By the early 1800s, agricultural techniques, implements, seed stocks and cultivated plants selected and given a unique name because of its decorative or useful characteristics had so improved that yield per land unit was many times that seen in the Middle Ages. With the rapid rise of mechanization in the late 19th and 20th centuries, particularly in the form of the tractor, farming tasks could be done with a speed and on a scale previously impossible. These advances have led to efficiencies enabling certain modern farms in the United States, Argentina, Israel, Germany, and a few other nations to output volumes of high-quality produce per land unit at what may be the practical limit. The Haber-Bosch method for synthesizing ammonium nitrate represented a major breakthrough and allowed crop yields to overcome previous constraints. In the past century agriculture has been characterized by enhanced productivity, the substitution of labor for synthetic fertilizers and pesticides, water pollution, and farm subsidies. In recent years there has been a backlash against the external environmental effects of conventional agriculture, resulting in the organic movement.

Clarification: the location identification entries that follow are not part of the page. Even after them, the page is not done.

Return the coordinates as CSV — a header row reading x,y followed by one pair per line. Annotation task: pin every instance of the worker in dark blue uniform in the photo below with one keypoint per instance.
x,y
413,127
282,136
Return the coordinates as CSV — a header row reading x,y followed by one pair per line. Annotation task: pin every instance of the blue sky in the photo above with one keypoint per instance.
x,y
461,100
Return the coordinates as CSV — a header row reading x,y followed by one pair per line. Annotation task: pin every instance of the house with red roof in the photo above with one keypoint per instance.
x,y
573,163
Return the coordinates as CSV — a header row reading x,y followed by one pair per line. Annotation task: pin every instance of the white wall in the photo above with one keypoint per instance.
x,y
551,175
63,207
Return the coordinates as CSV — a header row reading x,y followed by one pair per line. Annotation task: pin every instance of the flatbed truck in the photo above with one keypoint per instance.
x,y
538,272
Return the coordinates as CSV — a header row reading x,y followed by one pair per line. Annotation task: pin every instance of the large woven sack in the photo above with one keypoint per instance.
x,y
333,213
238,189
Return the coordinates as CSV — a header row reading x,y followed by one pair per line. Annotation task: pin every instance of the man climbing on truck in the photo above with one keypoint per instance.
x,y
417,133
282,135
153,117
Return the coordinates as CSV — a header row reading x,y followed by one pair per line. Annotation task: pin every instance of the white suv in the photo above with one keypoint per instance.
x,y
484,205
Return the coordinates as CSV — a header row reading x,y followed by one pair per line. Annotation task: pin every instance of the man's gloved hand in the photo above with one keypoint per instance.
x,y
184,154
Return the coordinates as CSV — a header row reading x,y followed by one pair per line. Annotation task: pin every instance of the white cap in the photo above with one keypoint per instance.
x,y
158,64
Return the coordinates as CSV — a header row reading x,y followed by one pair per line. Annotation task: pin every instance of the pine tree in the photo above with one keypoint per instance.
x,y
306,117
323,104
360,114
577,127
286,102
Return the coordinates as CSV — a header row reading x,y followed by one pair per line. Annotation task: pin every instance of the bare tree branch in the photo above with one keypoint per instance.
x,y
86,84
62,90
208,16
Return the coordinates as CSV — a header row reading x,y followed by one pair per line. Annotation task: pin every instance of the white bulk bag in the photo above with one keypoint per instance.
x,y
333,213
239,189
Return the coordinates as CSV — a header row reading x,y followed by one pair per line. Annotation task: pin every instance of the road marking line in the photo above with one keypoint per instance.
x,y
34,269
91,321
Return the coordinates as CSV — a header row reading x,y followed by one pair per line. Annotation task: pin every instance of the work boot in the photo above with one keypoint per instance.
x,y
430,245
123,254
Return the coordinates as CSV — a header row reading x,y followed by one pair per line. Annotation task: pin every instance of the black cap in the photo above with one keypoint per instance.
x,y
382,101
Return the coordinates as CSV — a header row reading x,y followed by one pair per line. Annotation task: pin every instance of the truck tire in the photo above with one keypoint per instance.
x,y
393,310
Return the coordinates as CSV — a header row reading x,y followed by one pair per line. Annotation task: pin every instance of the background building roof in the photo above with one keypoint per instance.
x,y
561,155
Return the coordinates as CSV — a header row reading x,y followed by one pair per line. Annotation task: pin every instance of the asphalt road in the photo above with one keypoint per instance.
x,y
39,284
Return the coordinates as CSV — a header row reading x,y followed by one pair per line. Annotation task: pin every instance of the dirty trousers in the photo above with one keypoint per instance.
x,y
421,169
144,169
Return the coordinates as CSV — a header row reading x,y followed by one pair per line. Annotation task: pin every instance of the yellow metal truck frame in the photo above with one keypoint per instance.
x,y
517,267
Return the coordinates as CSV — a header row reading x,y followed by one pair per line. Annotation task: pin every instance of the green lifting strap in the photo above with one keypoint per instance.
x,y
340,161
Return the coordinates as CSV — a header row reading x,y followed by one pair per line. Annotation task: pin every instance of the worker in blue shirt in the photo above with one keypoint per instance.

The cereals rice, corn, and wheat provide 60% of human food supply.[27] Between 1700 and 1980, "the total area of cultivated land worldwide increased 466%" and yields increased dramatically, particularly because of selectively-bred high-yielding varieties, fertilizers, pesticides, irrigation, and machinery.[27] For example, irrigation increased corn yields in eastern Colorado by 400 to 500% from 1940 to 1997.[27]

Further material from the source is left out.